Behind the scenes, the diverse lab specialists and pathologists dedicate their time and energy into finding out what the naked eye cannot.
“It’s important that the different departments are able to talk to each other and really work together," said Heather Abrams, Laboratory Office Supervisor. "It’s about knowing how to communicate and know where specimens are and how to process them. There are a lot of processes we do every day that we know we will have to do, but there are other things that require research like specialty testing. So, I really like that aspect of it; kind of not knowing if there’s going to be something weird today or not!”
Pre-Analytical Services includes specimen processing, lab client services, and phlebotomy. Alongside other duties, client services handles specimen integrity and abnormal result phone calls as well as ensuring locations receive their lab results in a timely manner. Pre-Analytical services are also responsible for the morgue and ensuring that the patient and their belongings are handled with dignity and care when traveling on to their next destination.
In addition to doing blood collection throughout the hospital, phlebotomists, like Tiffany, perform blood collections in post-acute settings like nursing homes and rehabilitation facilities, allowing for opportunities to meet a large array of patients. “My favorite part of working in the lab, as a phlebotomist, is coming in contact with all of the different kinds of patients and gaining experience with ages ranging from newborn babies to 112 years old,” explained Tiffany Bayless.

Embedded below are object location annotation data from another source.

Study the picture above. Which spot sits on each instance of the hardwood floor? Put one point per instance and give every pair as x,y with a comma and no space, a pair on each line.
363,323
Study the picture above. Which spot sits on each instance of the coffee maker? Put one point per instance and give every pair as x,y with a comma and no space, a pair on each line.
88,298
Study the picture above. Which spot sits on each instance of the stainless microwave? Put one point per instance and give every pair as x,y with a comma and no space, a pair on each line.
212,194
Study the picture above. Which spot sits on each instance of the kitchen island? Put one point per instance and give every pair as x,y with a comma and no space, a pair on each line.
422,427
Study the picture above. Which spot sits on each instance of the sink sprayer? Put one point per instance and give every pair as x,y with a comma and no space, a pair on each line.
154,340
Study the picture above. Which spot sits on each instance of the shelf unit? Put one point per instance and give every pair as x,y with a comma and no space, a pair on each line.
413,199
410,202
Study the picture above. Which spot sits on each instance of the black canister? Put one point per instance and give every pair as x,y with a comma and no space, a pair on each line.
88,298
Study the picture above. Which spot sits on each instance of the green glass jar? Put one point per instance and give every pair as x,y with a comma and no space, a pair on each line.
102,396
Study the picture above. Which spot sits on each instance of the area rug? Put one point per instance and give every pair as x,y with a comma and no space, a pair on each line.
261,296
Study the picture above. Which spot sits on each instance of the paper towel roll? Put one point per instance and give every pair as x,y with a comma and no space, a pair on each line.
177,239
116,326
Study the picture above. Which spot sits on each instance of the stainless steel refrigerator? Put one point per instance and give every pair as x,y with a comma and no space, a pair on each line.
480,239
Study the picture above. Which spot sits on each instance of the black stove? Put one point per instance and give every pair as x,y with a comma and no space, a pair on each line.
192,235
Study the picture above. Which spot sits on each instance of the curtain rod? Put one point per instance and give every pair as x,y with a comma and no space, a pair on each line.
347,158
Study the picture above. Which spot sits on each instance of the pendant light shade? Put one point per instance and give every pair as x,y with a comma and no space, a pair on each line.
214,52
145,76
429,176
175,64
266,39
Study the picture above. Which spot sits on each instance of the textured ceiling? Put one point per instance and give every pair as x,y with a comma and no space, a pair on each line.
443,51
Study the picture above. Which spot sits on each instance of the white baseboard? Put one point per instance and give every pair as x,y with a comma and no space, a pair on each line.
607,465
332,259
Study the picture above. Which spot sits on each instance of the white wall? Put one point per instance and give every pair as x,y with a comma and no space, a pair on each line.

Not only do phlebotomists perform blood collections, but they respond to team activations for traumas, code blues, strokes, and massive transfusions. Phlebotomy is a career pathway by itself, but also serves as a stepping-stone to other healthcare careers; there are many nurses working at Stormont Vail Health who got their start in health care by being a phlebotomist!
Medical Laboratory Scientists (MLS) and Technicians (MLT) are highly trained in the field of laboratory medicine. MLS/MLT team members perform high-complexity testing and utilize their education to aid the patient care team in diagnosis. The work can vary from calibrating instruments, identifying potential leukemia cell lines, determining blood product compatibility, and identifying microorganisms, to name a few.

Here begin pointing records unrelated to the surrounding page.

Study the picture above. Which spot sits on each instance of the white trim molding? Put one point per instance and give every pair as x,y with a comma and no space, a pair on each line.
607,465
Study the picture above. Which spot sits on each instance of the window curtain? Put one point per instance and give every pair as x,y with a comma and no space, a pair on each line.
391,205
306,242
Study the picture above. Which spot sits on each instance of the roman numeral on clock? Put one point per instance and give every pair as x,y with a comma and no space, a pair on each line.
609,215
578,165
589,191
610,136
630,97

Other teams within the lab include laboratory information systems, the point of care team, and laboratory compliance. The information systems team is made up of IT professionals and clinical laboratory scientists. They work to build an efficient and easy-to-use interface between clinical staff, the laboratory, and our patients. The point of care team is in charge of training and maintaining competency for select laboratory staff as well as nursing staff and currently oversees 2000+ Point of Care users across the organization. Lab Compliance is responsible for reviewing patient's comprehensive data set in the registration system, completing electronic insurance verifications, identifying managed care issues, and referring as appropriate for resolution. They also dedicate time to ensure that charges to third-party payors are accurate, fair, and in compliance with federal and state laws and much more.

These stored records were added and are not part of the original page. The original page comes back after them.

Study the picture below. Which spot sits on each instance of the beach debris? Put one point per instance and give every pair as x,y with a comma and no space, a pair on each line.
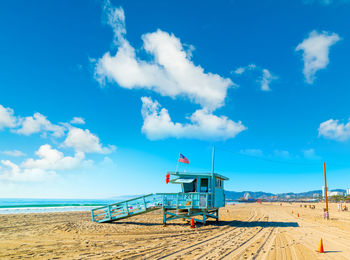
320,247
192,224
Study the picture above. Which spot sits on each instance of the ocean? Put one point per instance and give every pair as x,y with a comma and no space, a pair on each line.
15,206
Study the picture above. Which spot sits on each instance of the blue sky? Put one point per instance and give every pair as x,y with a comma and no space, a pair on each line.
98,98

Histologists and cytotechnologists, specimen processors, and pathologists make up the anatomic pathology (AP) team. There are four steps for every specimen once it is received in the AP lab: Accessioning (receiving the specimen and placing in correct beaker), the Macroscopic Examination, Processing (preparing a slide specimen for microscopic analysis), and Interpretation by the pathologists. The anatomic pathology laboratory processes and handles many types of tissue and body fluid specimens for eventual diagnosis.
“My favorite thing about the lab is the diversity in people,” explained Heather. “Everyone brings their own background and point of view, which can be helpful if there is an issue we are trying to resolve. Really, just the people in general are the best to work with.”
Stormont Vail is proud to have a lab filled with such a range in talents and knowledge. This team goes above and beyond to help us reach our goal: to offer the best in care to our community.